Lua - count multiple occurrences in a string


I need to count how many occurrences are contained into a string, but check for multiple chars, the following one (GSM 3.38 extended chars):

€
[
\
]
^
{
|
}
~

E.g. given string: abc€|€]/{def The number I need is 6

With a single char I used:

local _, c = addr:gsub("€","")

So that c = 2

And it works perfect.

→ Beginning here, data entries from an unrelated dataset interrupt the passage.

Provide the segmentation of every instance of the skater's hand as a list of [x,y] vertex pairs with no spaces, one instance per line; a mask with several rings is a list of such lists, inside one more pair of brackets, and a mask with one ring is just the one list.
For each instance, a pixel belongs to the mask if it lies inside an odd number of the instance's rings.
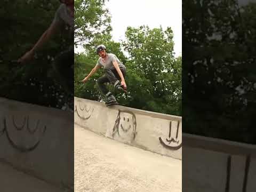
[[29,51],[26,53],[22,57],[18,60],[18,62],[21,63],[23,63],[29,60],[31,60],[34,57],[34,51]]
[[121,84],[125,90],[127,89],[126,84],[124,81],[121,81]]
[[86,82],[87,82],[88,81],[88,79],[89,79],[89,78],[86,77],[84,79],[82,80],[81,82],[83,82],[83,83],[85,83]]

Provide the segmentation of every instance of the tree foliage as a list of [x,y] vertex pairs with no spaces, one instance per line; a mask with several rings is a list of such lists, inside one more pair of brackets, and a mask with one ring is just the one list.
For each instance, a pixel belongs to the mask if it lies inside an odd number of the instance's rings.
[[59,2],[2,1],[0,4],[1,96],[61,107],[65,94],[53,75],[51,62],[57,54],[73,44],[73,38],[69,39],[65,33],[61,33],[38,51],[31,62],[24,65],[10,62],[34,46],[52,22]]
[[[114,42],[109,33],[95,36],[86,52],[76,56],[75,79],[78,82],[90,73],[99,58],[95,46],[103,44],[108,52],[116,54],[126,67],[129,93],[117,94],[121,104],[180,115],[181,58],[173,56],[173,36],[170,28],[163,31],[147,26],[129,27],[126,41],[122,43]],[[95,84],[101,75],[102,71],[84,85],[77,83],[75,94],[99,101],[103,99]]]
[[183,131],[253,142],[255,4],[183,3]]

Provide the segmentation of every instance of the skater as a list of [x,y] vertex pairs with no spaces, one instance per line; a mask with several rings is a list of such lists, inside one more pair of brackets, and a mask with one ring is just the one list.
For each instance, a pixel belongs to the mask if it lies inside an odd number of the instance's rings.
[[105,75],[97,80],[97,84],[101,92],[106,96],[106,105],[117,104],[115,97],[108,90],[105,83],[110,83],[116,90],[127,93],[126,84],[124,79],[126,76],[125,66],[115,54],[107,53],[106,46],[103,45],[98,46],[96,52],[100,57],[96,66],[81,82],[85,83],[98,69],[103,67]]
[[[23,63],[32,60],[36,51],[46,44],[51,37],[62,29],[74,37],[74,0],[60,0],[61,4],[55,12],[54,19],[49,28],[42,35],[34,46],[18,62]],[[68,27],[67,28],[66,28]],[[74,45],[72,44],[67,49],[57,55],[52,63],[58,83],[64,88],[66,93],[74,97]],[[71,107],[73,108],[74,107]]]

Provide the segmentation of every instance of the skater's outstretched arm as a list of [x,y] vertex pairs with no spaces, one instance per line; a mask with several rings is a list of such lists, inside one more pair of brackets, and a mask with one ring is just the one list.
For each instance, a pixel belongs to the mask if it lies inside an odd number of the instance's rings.
[[116,61],[114,61],[113,63],[114,66],[116,68],[116,71],[118,73],[118,75],[120,76],[120,78],[121,78],[122,85],[123,86],[124,89],[126,89],[127,88],[126,84],[125,83],[125,81],[124,80],[124,76],[123,75],[123,74],[122,73],[122,71],[120,70],[120,68],[119,68],[118,63],[117,63],[117,62],[116,62]]
[[57,33],[58,28],[58,23],[55,22],[53,22],[48,29],[47,29],[43,35],[42,35],[34,47],[30,51],[26,53],[22,57],[19,58],[18,62],[23,63],[32,59],[35,54],[35,52],[37,49],[42,47],[44,44],[47,42],[52,36]]
[[92,76],[96,71],[100,68],[100,67],[98,65],[97,65],[94,67],[93,69],[92,69],[91,72],[90,72],[89,74],[86,76],[83,80],[81,81],[81,82],[85,83],[89,79],[89,78]]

Could someone drive me to implement the count of multiple occurrences in the string?


Solution

  • local _, c = addr:gsub("€","") will give that c = 2 but if we create a group [€] it gives c = 6 because is a three bytes wide, Lua sees it as a string of 3 characters each in that group You can also see this by changing to \226\130\172 in both examples.

    to get an accurate count of the characters as you described it you can to do 2 separate gsub with 2 difference patterns one for chars with 3 bytes and one for single bytes:

    local str = "abc€|€]/{def"  
    local tripleByteCharPattern = "€"
    local singleByteCharpattern = "[%[%]/^{|}~]"  
    local count = select(2, str:gsub(singleByteCharpattern, ""))  
    count = count + select(2, str:gsub(tripleByteCharPattern, ""))
      
    print(count)
    

    1 thing to note with this method if there could be other types of multi byte width characters you could end up identifying one of your single byte char INSIDE the multi byte character, the ways around this would usually require identifying the start of the multi byte characters.